Pasta casserole with zucchini and cheese

Ingredients (for 4 servings):
– 250 g of pasta (e.g. tubes, spirals, penne),
– 2 medium zucchini,
– 1 small onion,
– 2 cloves of garlic,
– 150 ml of 30% cream or Greek yogurt,
– 2 eggs,
– 150 g of grated yellow cheese (e.g. mozzarella, gouda),
– 2 tablespoons of olive oil,
– salt, pepper, Provençal herbs to taste,
– optional: a pinch of nutmeg or fresh herbs (basil, thyme).
Preparation:
Cook the pasta in salted water until al dente.

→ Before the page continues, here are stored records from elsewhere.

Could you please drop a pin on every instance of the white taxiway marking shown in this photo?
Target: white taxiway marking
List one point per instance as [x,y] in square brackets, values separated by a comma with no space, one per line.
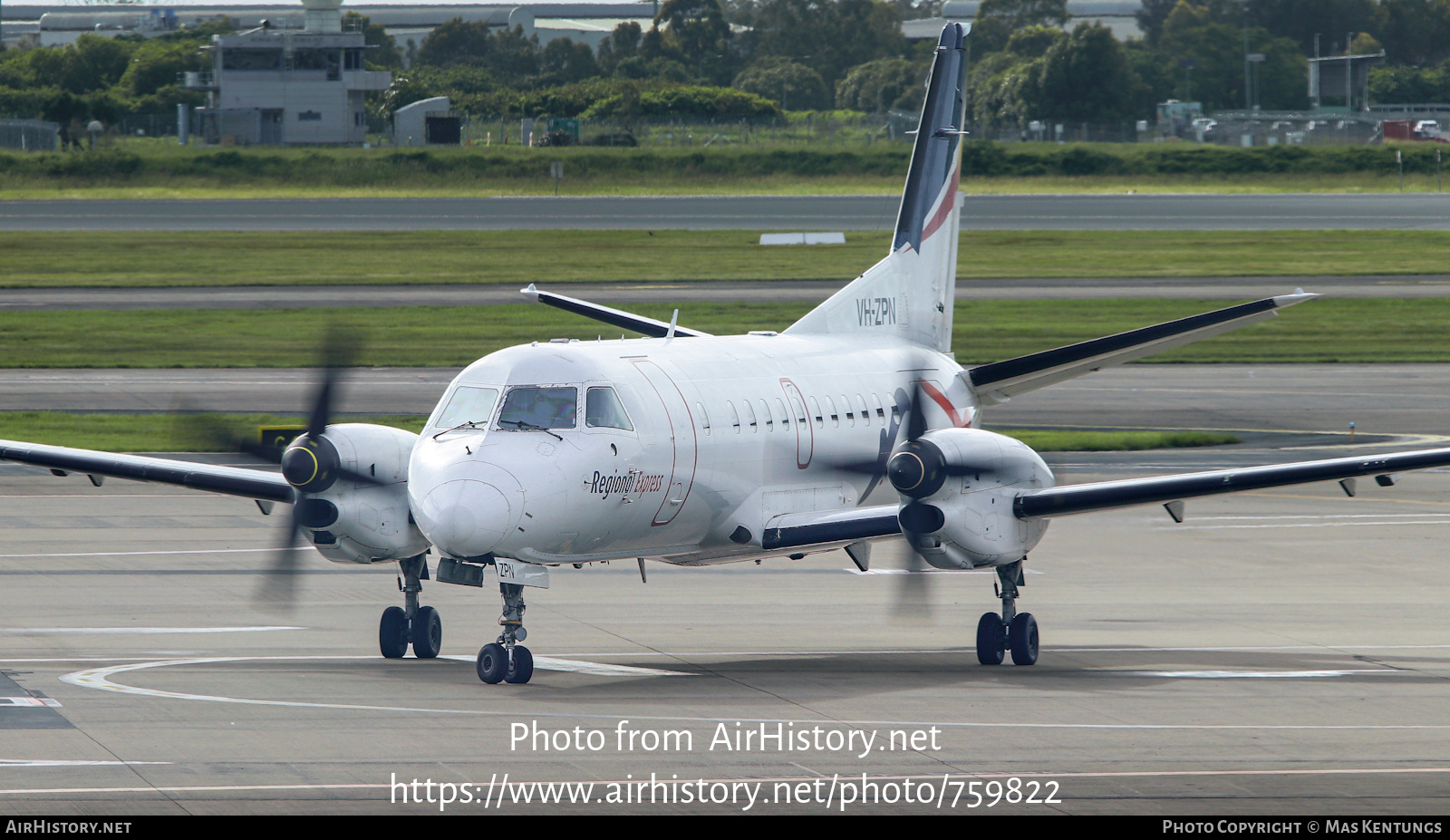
[28,701]
[99,680]
[152,553]
[69,763]
[780,779]
[591,668]
[135,630]
[1249,673]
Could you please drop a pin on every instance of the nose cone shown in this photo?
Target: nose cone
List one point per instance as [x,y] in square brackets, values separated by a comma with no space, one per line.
[464,518]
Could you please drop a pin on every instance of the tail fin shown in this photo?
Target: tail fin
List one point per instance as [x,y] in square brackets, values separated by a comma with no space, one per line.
[911,292]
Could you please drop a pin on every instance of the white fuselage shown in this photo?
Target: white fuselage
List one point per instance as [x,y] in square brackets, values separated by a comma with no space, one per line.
[729,432]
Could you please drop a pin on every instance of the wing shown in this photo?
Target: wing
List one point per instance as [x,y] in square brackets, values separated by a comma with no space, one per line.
[1128,492]
[848,526]
[1000,381]
[217,479]
[613,316]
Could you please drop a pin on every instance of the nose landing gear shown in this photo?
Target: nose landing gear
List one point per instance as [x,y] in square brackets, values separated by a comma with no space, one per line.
[420,625]
[507,661]
[1012,630]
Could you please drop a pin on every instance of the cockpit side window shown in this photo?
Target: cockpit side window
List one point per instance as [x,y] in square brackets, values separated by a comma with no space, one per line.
[602,410]
[468,405]
[546,408]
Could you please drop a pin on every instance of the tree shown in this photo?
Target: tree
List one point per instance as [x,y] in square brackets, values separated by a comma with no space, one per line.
[456,41]
[563,62]
[882,84]
[1304,19]
[794,86]
[998,19]
[1414,31]
[698,35]
[384,53]
[828,36]
[1087,77]
[618,45]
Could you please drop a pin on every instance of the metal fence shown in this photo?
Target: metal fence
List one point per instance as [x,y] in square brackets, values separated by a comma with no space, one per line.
[29,135]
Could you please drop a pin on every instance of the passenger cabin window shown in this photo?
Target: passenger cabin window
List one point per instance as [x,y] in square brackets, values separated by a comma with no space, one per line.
[602,410]
[540,408]
[468,405]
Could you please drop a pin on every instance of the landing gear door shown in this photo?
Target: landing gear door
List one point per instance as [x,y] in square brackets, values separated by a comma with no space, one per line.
[682,437]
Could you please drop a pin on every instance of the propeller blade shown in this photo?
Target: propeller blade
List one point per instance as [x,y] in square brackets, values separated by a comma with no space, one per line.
[917,420]
[914,593]
[340,350]
[279,588]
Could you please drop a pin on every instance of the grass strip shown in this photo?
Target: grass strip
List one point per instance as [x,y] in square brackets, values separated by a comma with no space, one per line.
[551,257]
[157,432]
[154,166]
[1320,331]
[163,432]
[1116,441]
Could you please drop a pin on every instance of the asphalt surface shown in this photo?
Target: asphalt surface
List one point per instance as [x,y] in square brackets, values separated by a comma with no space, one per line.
[1181,673]
[1237,663]
[708,291]
[1146,212]
[1399,400]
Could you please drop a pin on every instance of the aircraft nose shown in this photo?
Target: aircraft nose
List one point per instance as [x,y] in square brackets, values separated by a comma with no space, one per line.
[464,518]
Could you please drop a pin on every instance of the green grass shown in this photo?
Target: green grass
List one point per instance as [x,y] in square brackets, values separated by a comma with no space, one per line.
[160,432]
[154,432]
[550,257]
[1095,441]
[157,169]
[1320,331]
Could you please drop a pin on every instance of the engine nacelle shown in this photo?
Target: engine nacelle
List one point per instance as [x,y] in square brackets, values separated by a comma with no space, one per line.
[962,483]
[350,521]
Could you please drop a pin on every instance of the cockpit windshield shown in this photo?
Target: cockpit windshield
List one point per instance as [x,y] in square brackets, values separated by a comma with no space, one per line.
[540,408]
[602,410]
[468,405]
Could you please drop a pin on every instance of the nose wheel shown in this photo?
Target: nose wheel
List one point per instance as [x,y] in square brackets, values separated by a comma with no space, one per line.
[412,624]
[1012,630]
[507,661]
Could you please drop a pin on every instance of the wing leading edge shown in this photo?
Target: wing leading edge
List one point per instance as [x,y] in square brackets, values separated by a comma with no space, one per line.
[212,478]
[1000,381]
[1130,492]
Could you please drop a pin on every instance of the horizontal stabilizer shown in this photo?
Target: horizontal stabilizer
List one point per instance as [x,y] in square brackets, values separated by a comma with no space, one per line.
[1128,492]
[613,316]
[1000,381]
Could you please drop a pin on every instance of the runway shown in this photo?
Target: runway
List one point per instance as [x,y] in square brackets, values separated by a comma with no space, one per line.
[1401,400]
[1181,672]
[1106,212]
[705,292]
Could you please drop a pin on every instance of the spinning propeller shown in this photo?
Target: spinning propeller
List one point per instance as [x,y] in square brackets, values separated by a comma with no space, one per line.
[311,463]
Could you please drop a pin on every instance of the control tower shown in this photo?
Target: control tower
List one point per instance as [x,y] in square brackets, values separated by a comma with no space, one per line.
[287,86]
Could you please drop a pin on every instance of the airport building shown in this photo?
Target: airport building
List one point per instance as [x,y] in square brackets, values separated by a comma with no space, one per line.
[580,22]
[287,86]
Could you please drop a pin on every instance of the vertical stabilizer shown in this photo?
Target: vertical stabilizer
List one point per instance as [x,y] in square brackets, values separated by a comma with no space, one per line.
[911,292]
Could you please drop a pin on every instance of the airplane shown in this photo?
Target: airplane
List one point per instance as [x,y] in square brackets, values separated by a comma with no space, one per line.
[850,427]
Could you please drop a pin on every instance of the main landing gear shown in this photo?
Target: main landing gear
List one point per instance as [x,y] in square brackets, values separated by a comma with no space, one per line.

Wash and coarsely grate the zucchini, lightly salt it, and let it sit for 10 minutes, then squeeze out any excess liquid. Finely chop the onion and press the garlic. Sauté the vegetables together in olive oil for 3–4 minutes, seasoning to taste.
In a bowl, combine the cream, eggs, spices, and half of the grated cheese. Add the zucchini, onion, and pasta, and mix thoroughly. Transfer the mixture to a greased ovenproof dish and sprinkle with the remaining cheese.
Bake at 180°C for 25–30 minutes, until golden brown on top. Serve warm, for example with a tomato salad or fresh dill.